Introduction

In this document, the four parts of Assignment 3 will be answered with code as the answer or as examples.

Part 1: Identify the majors that contain DATA or STATISTICS.

In this section, the readr package is used to import data from a CSV file that is located in a Git Hub repository. Then, majors with DATA or STATISTICS are filtered out of the original data frame.

#Import data
library(readr)
library(stringr)
library(gt)
majors <- read_csv("https://raw.githubusercontent.com/juliaDataScience-22/cuny-fall-23/manage-acquire-data/majors-list.csv")
## Rows: 174 Columns: 3
## ── Column specification ────────────────────────────────────────────────────────
## Delimiter: ","
## chr (3): FOD1P, Major, Major_Category
## 
## ℹ Use `spec()` to retrieve the full column specification for this data.
## ℹ Specify the column types or set `show_col_types = FALSE` to quiet this message.
gt(head(majors)) |>   
  tab_header(     
    title = "Table 1",
    subtitle = "All Majors"
    )
Table 1
All Majors
FOD1P Major Major_Category
1100 GENERAL AGRICULTURE Agriculture & Natural Resources
1101 AGRICULTURE PRODUCTION AND MANAGEMENT Agriculture & Natural Resources
1102 AGRICULTURAL ECONOMICS Agriculture & Natural Resources
1103 ANIMAL SCIENCES Agriculture & Natural Resources
1104 FOOD SCIENCE Agriculture & Natural Resources
1105 PLANT SCIENCE AND AGRONOMY Agriculture & Natural Resources
#Filter out majors with DATA
dataMajors <- majors[str_detect(majors$Major, "DATA"),]

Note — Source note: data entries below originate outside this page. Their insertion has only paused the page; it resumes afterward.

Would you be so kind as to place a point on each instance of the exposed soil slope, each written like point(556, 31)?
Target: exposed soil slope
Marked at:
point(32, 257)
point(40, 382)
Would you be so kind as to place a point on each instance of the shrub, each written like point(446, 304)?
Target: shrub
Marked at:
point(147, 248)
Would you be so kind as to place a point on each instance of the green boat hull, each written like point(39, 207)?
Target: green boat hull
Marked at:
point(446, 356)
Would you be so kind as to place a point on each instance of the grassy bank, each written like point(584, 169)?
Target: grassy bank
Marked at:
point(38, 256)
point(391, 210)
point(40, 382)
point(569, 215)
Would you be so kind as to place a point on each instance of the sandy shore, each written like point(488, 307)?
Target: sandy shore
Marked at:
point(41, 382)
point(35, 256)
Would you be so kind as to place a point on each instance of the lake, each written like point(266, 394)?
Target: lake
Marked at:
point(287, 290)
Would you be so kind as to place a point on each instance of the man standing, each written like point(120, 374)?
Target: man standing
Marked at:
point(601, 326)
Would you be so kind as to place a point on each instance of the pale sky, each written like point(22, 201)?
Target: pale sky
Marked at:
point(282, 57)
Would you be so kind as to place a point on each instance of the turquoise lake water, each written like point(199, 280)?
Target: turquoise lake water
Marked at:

#Filter out majors with STATISTICS
statisticsMajors <- majors[str_detect(majors$Major, "STATISTICS"),]

newMajors <- rbind(dataMajors, statisticsMajors)

#Print information about all majors containing DATA or STATISTICS
gt(head(newMajors)) |>   
  tab_header(     
    title = "Table 2",
    subtitle = "Majors Containing DATA or STATISTICS"
    )
Table 2
Majors Containing DATA or STATISTICS
FOD1P Major Major_Category
2101 COMPUTER PROGRAMMING AND DATA PROCESSING Computers & Mathematics
6212 MANAGEMENT INFORMATION SYSTEMS AND STATISTICS Business
3702 STATISTICS AND DECISION SCIENCE Computers & Mathematics

Part 2: Transform the data into a new form.

Next, the list of items in foodItems needs to be transformed into the format it was used to create the list.

foodItems <- c("bell pepper", "bilberry", "blackberry", "blood orange", "blueberry", "cantaloupe", "chili pepper", "cloudberry", "elderberry", "lime", "lychee", "mulberry", "olive", "salal berry")

noquote(paste0("c(",'"',foodItems[1],'"',", ",'"',foodItems[2],'"',', ','"',foodItems[3],'"',', ','"',foodItems[4],'"',', ','"',foodItems[5],'"',', ','"',foodItems[6],'"',', ','"',foodItems[7],'"',', ','"',foodItems[8],'"',', ','"',foodItems[9],'"',', ','"',foodItems[10],'"',', ','"',foodItems[11],'"',', ','"',foodItems[12],'"',', ','"',foodItems[13],'"',', ','"',foodItems[14],'"',')'))
## [1] c("bell pepper", "bilberry", "blackberry", "blood orange", "blueberry", "cantaloupe", "chili pepper", "cloudberry", "elderberry", "lime", "lychee", "mulberry", "olive", "salal berry")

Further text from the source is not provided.